Sometime in the next few days of testimony in the prosecution of former Goldman Sachs director Rajat Gupta, U.S. Senior District
Judge Jed Rakoff will probably take a moment to give jurors what
he has described in previous trials as a "heads-up." Rakoff will
offer the jury a preliminary instruction on what insider trading
is. If you think that's an easy task, you should look at the
proposed instructions the government and defense counsel from
Kramer Levin Naftalis & Frankel submitted to Rakoff this week.
The two sides agree that Rakoff should use phrases like
"material non-public information," but beyond that they're each
trying to use the preliminary instruction to sway jurors.

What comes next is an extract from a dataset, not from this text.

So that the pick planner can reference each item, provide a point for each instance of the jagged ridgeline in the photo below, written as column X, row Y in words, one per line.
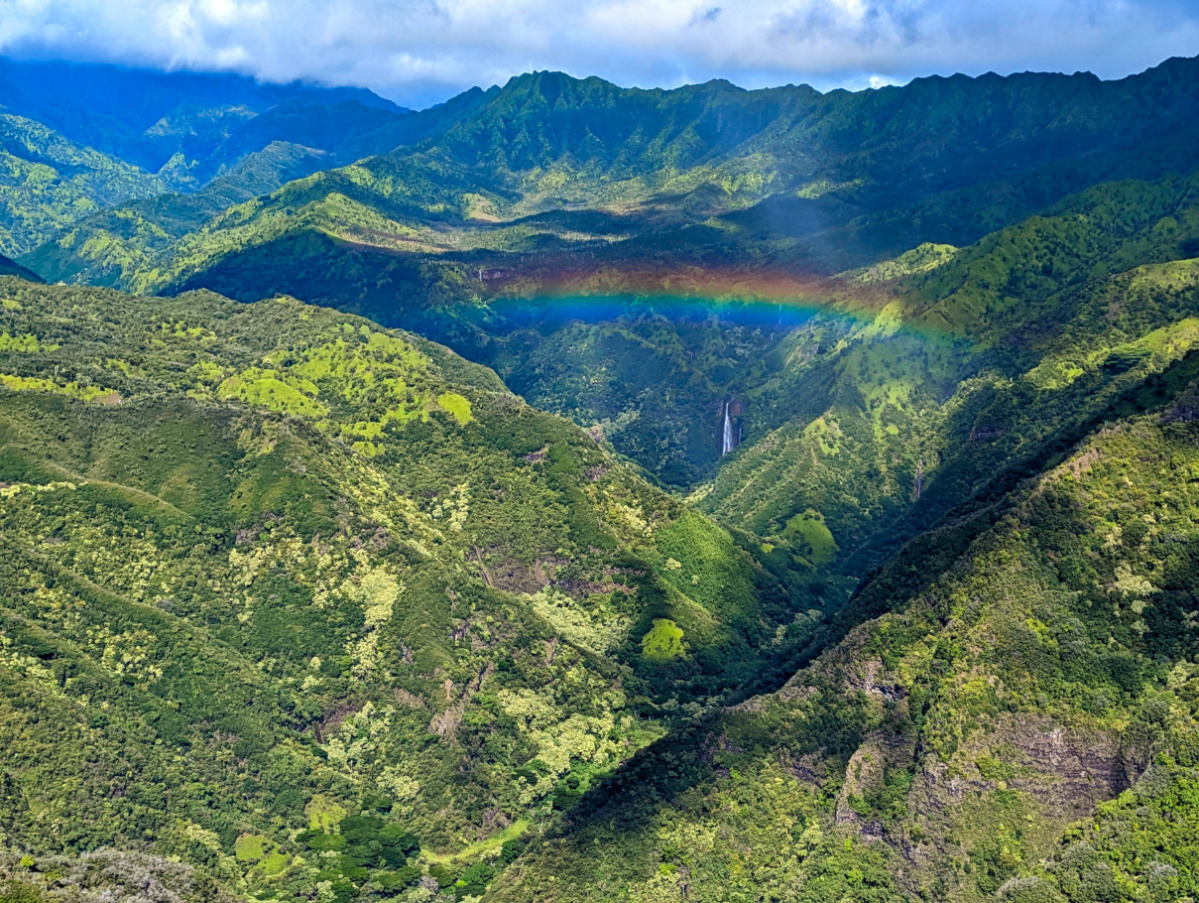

The nine-page proposal from prosecutors Reed Brodsky and
Richard Tarlowe (which includes transcripts of Rakoff's
instructions in two previous insider-trading cases) asks the
judge to tell the jury that corporate directors have a "legal
duty not to disclose to anyone outside the company financial or
other confidential information about the company that the
company has not yet made public or authorized to be made
public."
That's straightforward enough, but prosecutors went on to
suggest how Rakoff should describe the link between insider
trading and securities fraud. "In connection with this charge,
the government must show that Mr. Gupta anticipated some kind of
benefit, directly or indirectly, however modest, from providing
(Raj) Rajaratnam with the inside information," prosecutors
proposed Rakoff tell jurors. "Examples of a benefit include Mr.
Gupta giving the information to Rajaratnam as a gift, giving the
information to maintain a good relationship with a frequent
business partner, or giving the information to receive money in
exchange."
That language would paper over one of the big evidentiary
gaps in the government's case: Gupta didn't make any money from
the information he allegedly passed to Rajaratnam, and he
actually lost millions on investments with Rajaratnam's hedge
fund, Galleon Group. The government would very much like to
establish early that it believes any kind of benefit Gupta
derived from tipping Rajaratnam -- even just maintaining their
friendship -- is enough to sustain a securities fraud charge.
Having those words come out of Rakoff's mouth would be a boon to
the prosecution.
The jury instruction proposed by Gupta's lawyers, a mere
one-paragraph document, begins by noting a director's fiduciary
(not legal) duty not to disclose material, non-public
information. Gupta's lawyers then append a phrase to define what
constitutes insider trading on that information: It has to be
"for the improper purpose of deriving a personal benefit as a
result of another person's use of the information to purchase or
sell the securities of the corporation." Note how Kramer Levin
wants Rakoff's instruction to link disclosure to "a personal
benefit" -- that's because a pillar of Gupta's defense is that
prosecutors can't show any personal benefit to Gupta from the
alleged tips.
Specifically, Kramer Levin suggests Rakoff tell jurors that
Gupta "knowingly, intentionally and willfully breached his
fiduciary duty ... for the improper purpose of deriving a
personal benefit as a result of Mr. Rajaratnam's use of the
information for trading securities." The defense wants Rakoff to
warn jurors that the government has to establish a much tighter
link between tips and profits than prosecutors' vague "some kind
of benefit, directly or indirectly, however modest."
Rakoff, of course, knows exactly what each side is trying to
do, so you can be sure he'll carefully craft the preliminary
instruction he delivers. But these proposed preliminary
instructions show why these big trials are so exhausting for
both sides. Every single word counts.